Willie and I know Ronald, all right. Whenever he gets a certain look, it means something unpleasant is sure to happen to an innocent bystander, namely Willie or me.

“He would be thinking up something right now when we have to keep our mind on the case,” said Willie. “Do you suppose he is planning to find the glasses himself and muscle us out of the detective business?”

“He doesn’t want them found,” I said. “His comic book business is too good.” And that’s when the idea hit me. “Willie!” I said.

“Don’t bust my eardrum,” said Willie in a sort of depressed way. Ronald is a depressing subject.

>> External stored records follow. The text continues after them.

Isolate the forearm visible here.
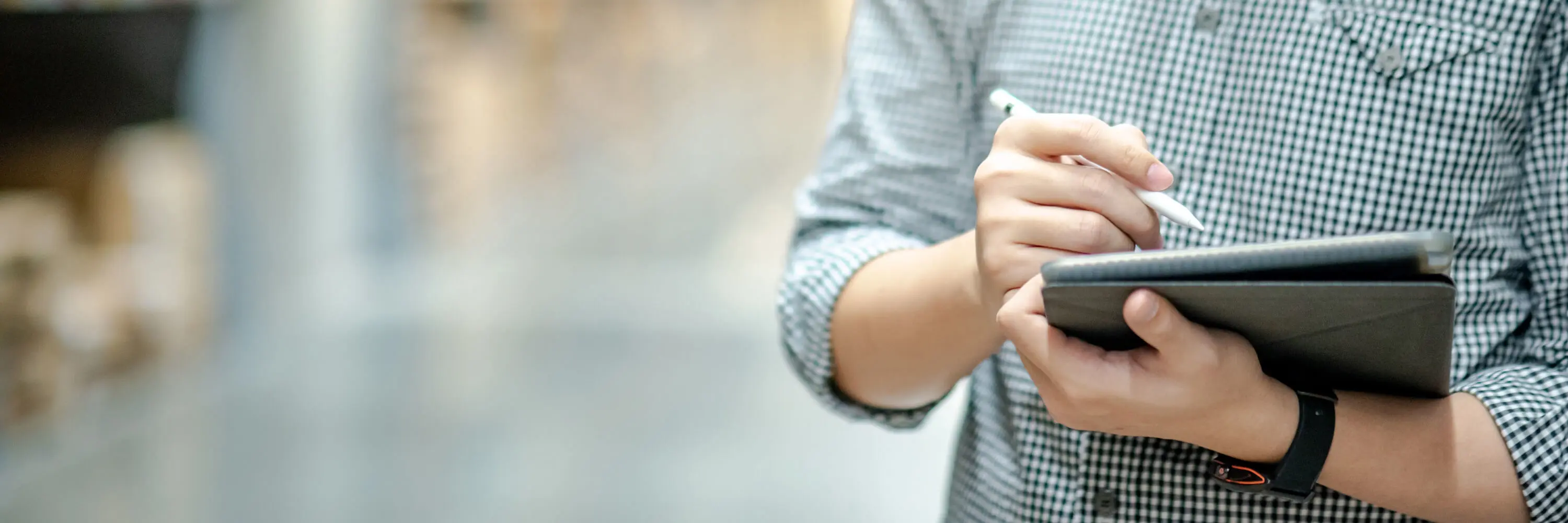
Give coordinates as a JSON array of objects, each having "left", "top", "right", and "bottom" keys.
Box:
[
  {"left": 831, "top": 232, "right": 1002, "bottom": 408},
  {"left": 1210, "top": 386, "right": 1529, "bottom": 523},
  {"left": 1320, "top": 393, "right": 1529, "bottom": 523}
]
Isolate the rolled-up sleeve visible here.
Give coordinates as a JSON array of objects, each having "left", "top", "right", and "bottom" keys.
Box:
[
  {"left": 1457, "top": 13, "right": 1568, "bottom": 521},
  {"left": 778, "top": 0, "right": 975, "bottom": 429}
]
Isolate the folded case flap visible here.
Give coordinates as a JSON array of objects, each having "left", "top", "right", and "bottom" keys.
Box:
[{"left": 1041, "top": 280, "right": 1454, "bottom": 397}]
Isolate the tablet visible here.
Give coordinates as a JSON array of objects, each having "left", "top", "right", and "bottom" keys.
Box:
[{"left": 1040, "top": 231, "right": 1455, "bottom": 397}]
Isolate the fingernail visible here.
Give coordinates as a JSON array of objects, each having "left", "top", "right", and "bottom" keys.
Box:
[
  {"left": 1134, "top": 291, "right": 1160, "bottom": 322},
  {"left": 1148, "top": 162, "right": 1176, "bottom": 190}
]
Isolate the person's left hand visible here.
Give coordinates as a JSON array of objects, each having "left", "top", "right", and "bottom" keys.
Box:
[{"left": 997, "top": 277, "right": 1297, "bottom": 463}]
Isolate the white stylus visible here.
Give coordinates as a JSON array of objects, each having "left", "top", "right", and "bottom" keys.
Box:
[{"left": 991, "top": 89, "right": 1204, "bottom": 231}]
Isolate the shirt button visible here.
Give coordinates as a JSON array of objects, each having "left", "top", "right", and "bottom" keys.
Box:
[
  {"left": 1193, "top": 8, "right": 1220, "bottom": 33},
  {"left": 1090, "top": 488, "right": 1121, "bottom": 517},
  {"left": 1377, "top": 47, "right": 1405, "bottom": 74}
]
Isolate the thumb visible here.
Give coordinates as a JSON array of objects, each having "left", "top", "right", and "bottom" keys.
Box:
[{"left": 1121, "top": 289, "right": 1214, "bottom": 365}]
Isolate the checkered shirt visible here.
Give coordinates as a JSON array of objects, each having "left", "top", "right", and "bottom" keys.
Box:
[{"left": 778, "top": 0, "right": 1568, "bottom": 521}]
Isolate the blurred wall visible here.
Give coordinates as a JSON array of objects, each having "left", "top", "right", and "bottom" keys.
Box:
[{"left": 190, "top": 0, "right": 408, "bottom": 336}]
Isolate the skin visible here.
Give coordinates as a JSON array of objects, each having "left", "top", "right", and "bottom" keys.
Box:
[{"left": 831, "top": 115, "right": 1529, "bottom": 521}]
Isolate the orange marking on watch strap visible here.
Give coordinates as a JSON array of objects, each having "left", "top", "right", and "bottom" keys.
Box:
[{"left": 1226, "top": 465, "right": 1267, "bottom": 485}]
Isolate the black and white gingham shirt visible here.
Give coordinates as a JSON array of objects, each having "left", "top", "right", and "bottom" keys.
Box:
[{"left": 779, "top": 0, "right": 1568, "bottom": 521}]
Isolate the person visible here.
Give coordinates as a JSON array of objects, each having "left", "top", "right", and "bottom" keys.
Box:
[{"left": 778, "top": 0, "right": 1568, "bottom": 521}]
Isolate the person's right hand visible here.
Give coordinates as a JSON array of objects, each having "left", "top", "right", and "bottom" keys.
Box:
[{"left": 975, "top": 115, "right": 1173, "bottom": 313}]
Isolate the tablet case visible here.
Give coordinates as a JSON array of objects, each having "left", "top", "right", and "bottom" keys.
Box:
[
  {"left": 1041, "top": 232, "right": 1455, "bottom": 397},
  {"left": 1043, "top": 281, "right": 1454, "bottom": 397}
]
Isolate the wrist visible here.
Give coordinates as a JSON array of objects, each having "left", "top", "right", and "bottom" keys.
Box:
[
  {"left": 1200, "top": 379, "right": 1300, "bottom": 463},
  {"left": 931, "top": 229, "right": 996, "bottom": 315}
]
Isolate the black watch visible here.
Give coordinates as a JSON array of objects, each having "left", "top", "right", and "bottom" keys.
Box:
[{"left": 1209, "top": 390, "right": 1339, "bottom": 503}]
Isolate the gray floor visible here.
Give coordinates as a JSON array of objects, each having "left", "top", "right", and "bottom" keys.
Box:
[{"left": 0, "top": 4, "right": 963, "bottom": 523}]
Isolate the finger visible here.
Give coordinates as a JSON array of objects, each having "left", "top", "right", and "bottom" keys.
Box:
[
  {"left": 1110, "top": 124, "right": 1149, "bottom": 149},
  {"left": 1121, "top": 289, "right": 1214, "bottom": 366},
  {"left": 996, "top": 115, "right": 1174, "bottom": 190},
  {"left": 975, "top": 154, "right": 1163, "bottom": 249},
  {"left": 980, "top": 243, "right": 1082, "bottom": 297},
  {"left": 996, "top": 274, "right": 1049, "bottom": 322},
  {"left": 983, "top": 202, "right": 1137, "bottom": 253},
  {"left": 996, "top": 277, "right": 1107, "bottom": 383}
]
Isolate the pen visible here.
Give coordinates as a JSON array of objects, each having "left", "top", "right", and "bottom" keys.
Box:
[{"left": 991, "top": 89, "right": 1206, "bottom": 231}]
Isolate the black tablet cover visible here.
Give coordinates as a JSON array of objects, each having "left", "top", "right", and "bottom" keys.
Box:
[{"left": 1041, "top": 232, "right": 1455, "bottom": 397}]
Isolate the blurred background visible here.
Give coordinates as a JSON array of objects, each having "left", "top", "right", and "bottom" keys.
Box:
[{"left": 0, "top": 0, "right": 964, "bottom": 523}]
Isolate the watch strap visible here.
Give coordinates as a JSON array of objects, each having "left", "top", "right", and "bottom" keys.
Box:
[
  {"left": 1210, "top": 388, "right": 1338, "bottom": 503},
  {"left": 1269, "top": 390, "right": 1338, "bottom": 501}
]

“When we go swimming,” I said, “does Ronald ever go in the water first?”

“Of course not,” said Willie. “He waits until someone else sees how cold it is. Everybody knows that.”

“At scout camp when Jackie Carr is cook, does Ronald ever take the first bite?”

“You know he doesn’t,” said Willie. “He never takes a chance. What are you getting at?” he asked me.

“Well, he brought those comic books to school this morning!” I said. “How’d he know Miss Easter wouldn’t find her glasses all of a sudden and catch him in the act?”

This was really funny. I mean, Ronald is real careful. Willie got the point right away, but he didn’t get the answer. He stared at me with his mouth open. This was the time we looked the most like two detectives.

“He was cleaning blackboards yesterday afternoon,” I said. “He probably went snooping around the rooms during teachers’ meeting.”

Willie slapped himself so hard that accidentally, as he discovered later, he killed Homer XVIII. None of Willie’s frogs live very long. “Andy,” he said, “as a detective, you are a natural-born. Boy, what a brain! We got it. Ronald is the thief.”

“But how are we going to prove it?” I said.

“You could wrestle him down tomorrow at recess and go through his pockets. I’ll watch for teachers.”

“Ronald wouldn’t have the evidence on him. He wouldn’t take a chance. What we got to do is get into his mind. He’s planning something.”

“Well, I ain’t getting into no mind like that,” said Willie. “Imagine him stealing those glasses! How lowdown can you get? Besides, I get into James’s mind and now it’s your turn.”

So we agreed that next day in school I would take the dirty job and concentrate on the inside of Ronald’s head and Willie would keep an eye on his hands and feet. But twenty-four hours later we had to admit we were not any closer to figuring out what Ronald had done with the glasses or just what he was planning. All day he had tended to his comic book business and when he wasn’t making change, he was making a good impression. Ronald is the type who likes to wave his hand in the air and recite. But all the time he had this look I mentioned that he gets when something is going to happen to Willie or me. It would have made anybody but us nervous.

We were talking about this on the way home from school that day when suddenly Willie slapped his pockets. “Jeepers,” he said, “I was so busy keeping an eye on Ronald that I forgot and left Homer XIX in my desk. I’ve got to go back for him. He hates school so far.”

As it turned out for us, it was a good thing Willie was absent-minded that day. We decided it would be more interesting to go back through the window. Our classroom was on the ground floor, but when we’d worked our way around to it behind the shrubbery we found that the windows were too high up for Willie. But I could make it easy if Willie got on his back.

I climbed up and looked in the room. There was Ronald Pruitt washing the blackboard and Miss Easter grading papers. Everything was quiet except the sound of Ronald swishing the sponge across the board. It was funny. Ronald kept looking over his shoulder at Miss Easter and washing the same piece of blackboard over and over again.